My question: Let $n$ points $A_1, A_2,\ldots,A_n$ lie on given circle then show that $\operatorname{Area}(A_1A_2\cdots A_n)$ maximum when $A_1A_2\cdots A_n$ is an $n$-regular polygon.

Answer 1

Let's call the center of the circle $O$.

First, it's clear that none of the angles $\angle A_1OA_2$, $\angle A_2OA_3$,…,$\angle A_nOA_1$ should be greater than $\pi$. If they were, the polygon would be smaller then half of circle $O$. Obviously, this is not maximal.

Let's call $m\angle A_1OA_2=\theta_1$, $m\angle A_2OA_3=\theta_2$,…, $m\angle A_1OA_n=\theta_n$.

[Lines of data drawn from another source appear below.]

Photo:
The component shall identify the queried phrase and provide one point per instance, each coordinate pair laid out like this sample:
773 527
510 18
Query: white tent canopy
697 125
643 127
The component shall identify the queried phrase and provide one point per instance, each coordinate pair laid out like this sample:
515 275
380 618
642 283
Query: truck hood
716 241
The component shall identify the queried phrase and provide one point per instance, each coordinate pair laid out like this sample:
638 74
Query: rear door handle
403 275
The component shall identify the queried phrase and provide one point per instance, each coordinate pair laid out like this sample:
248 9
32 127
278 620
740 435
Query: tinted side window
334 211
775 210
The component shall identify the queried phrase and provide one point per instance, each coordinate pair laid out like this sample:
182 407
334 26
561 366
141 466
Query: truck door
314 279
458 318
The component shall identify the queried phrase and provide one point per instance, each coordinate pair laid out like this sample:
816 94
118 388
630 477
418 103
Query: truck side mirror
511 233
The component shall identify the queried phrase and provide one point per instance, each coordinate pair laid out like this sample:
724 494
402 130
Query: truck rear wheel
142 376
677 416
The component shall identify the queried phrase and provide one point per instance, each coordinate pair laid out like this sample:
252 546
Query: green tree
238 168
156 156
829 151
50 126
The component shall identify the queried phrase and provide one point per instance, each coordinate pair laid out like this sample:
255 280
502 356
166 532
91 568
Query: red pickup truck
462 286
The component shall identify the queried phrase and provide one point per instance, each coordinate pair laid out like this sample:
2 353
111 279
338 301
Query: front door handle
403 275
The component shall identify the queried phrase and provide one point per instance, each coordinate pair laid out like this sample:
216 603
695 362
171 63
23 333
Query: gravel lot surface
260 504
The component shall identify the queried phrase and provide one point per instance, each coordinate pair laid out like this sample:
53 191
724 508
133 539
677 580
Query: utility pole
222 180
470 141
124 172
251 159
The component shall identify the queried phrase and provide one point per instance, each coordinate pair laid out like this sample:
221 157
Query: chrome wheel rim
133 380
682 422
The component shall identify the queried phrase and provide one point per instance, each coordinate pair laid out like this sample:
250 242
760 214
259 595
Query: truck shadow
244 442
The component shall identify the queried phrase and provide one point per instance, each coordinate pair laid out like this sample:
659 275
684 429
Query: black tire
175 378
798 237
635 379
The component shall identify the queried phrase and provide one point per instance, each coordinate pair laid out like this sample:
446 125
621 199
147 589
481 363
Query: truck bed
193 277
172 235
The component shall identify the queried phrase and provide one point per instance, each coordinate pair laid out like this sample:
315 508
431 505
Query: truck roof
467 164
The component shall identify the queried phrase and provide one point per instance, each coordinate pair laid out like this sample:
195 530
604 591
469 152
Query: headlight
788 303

The area of the polygon is: $$\frac{r^2}{2}\sum_{i=1}^n \sin\left(\theta_i\right)$$ Note that $\sin(x)$ is concave on $[0,\pi]$. From Jensen's inequality: $$\sin\left(\frac{1}{n}\sum_{i=1}^n \theta_i\right)\geq \frac{1}{n}\sum_{i=1}^n \sin\left(\theta_i\right)$$ We know that $\displaystyle \sum_{i=1}^n \theta_i=2\pi$ so we can deduce the following: $$n\sin\left(\frac{2\pi}{n}\right)\geq \sum_{i=1}^n \sin\left(\theta_i\right)$$

This means that: $$\frac{r^2}{2}\sum_{i=1}^n \sin\left(\theta_i\right)\leq \frac{nr^2}{2}\sin\left(\frac{2\pi}{n}\right)$$

This suggests that the area of the polygon is maximized when $\theta_1, \theta_2, \ldots, \theta_n = \displaystyle\frac{2\pi}{n}$.